Je viens de lire un ouvrage extraordinaire ;  j’en ai fait une présentation assez générale sur mon blog Le Monde et Nous (lien ICI) mais j’avais envie de détailler ici un point plus précis qui m’a particulièrement marquée. Il s’agit du livre « Sapiens – Une brève histoire de l’humanité » de Yuval Noah HARARI, docteur en Histoire médiévale, diplômé de l’Université d’Oxford, sorti en France aux éditions Albin Michel en septembre 2015.

L’auteur nous décrit ici notre espèce, l’Homo Sapiens, dans toute sa splendeur depuis son apparition sur terre parmi d’autres espèces d’hominidés (qu’il a fini par évincer), jusqu’à ses préoccupations actuelles et futures. Cette présentation est faite sous l’angle « conquête du Monde » : comment les Sapiens se sont-ils imposés ? Comment se sont-ils organisés ? Comment ont-ils dominé le Monde et toutes les espèces qui s’y trouve jusqu’à les exploiter et les mettre en danger ? Comment finissent-ils par devenir des dieux créateurs ? Est-ce que les progrès depuis les premiers pas de l’Humanité ont-ils vraiment généré le bonheur des Sapiens que nous sommes ?

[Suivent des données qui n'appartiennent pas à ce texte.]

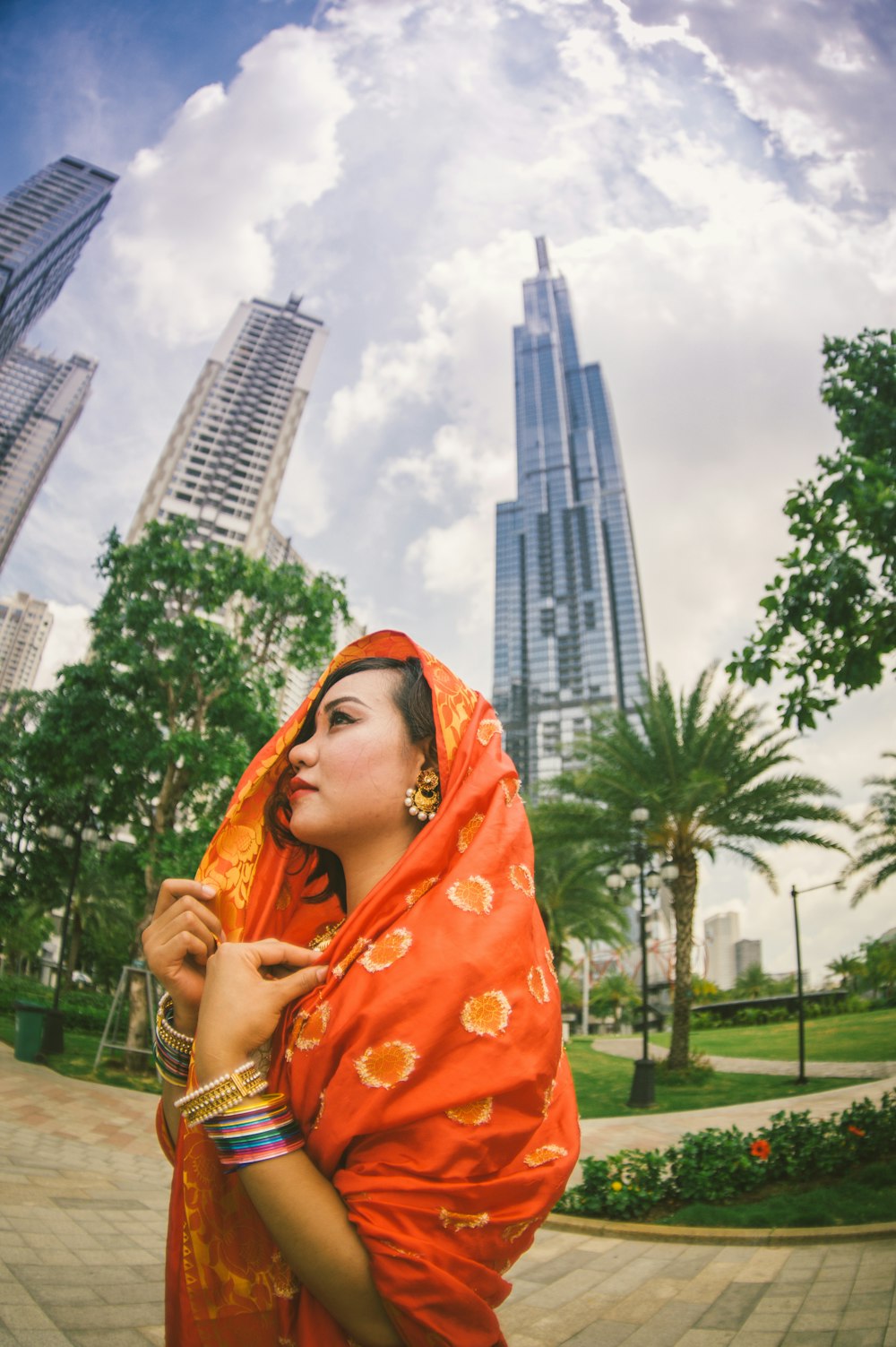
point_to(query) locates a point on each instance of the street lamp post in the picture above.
(800, 1009)
(639, 867)
(53, 1039)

Bref, l’un des nombreux sujets développés par l’auteur, concerne la division de la société en hommes et femmes et notamment le statut particulièrement dominant des hommes, partout dans le Monde, et à toutes les époques (à de rares exceptions près).

« Inné » vs « acquis » ou « naturel » vs « contre nature »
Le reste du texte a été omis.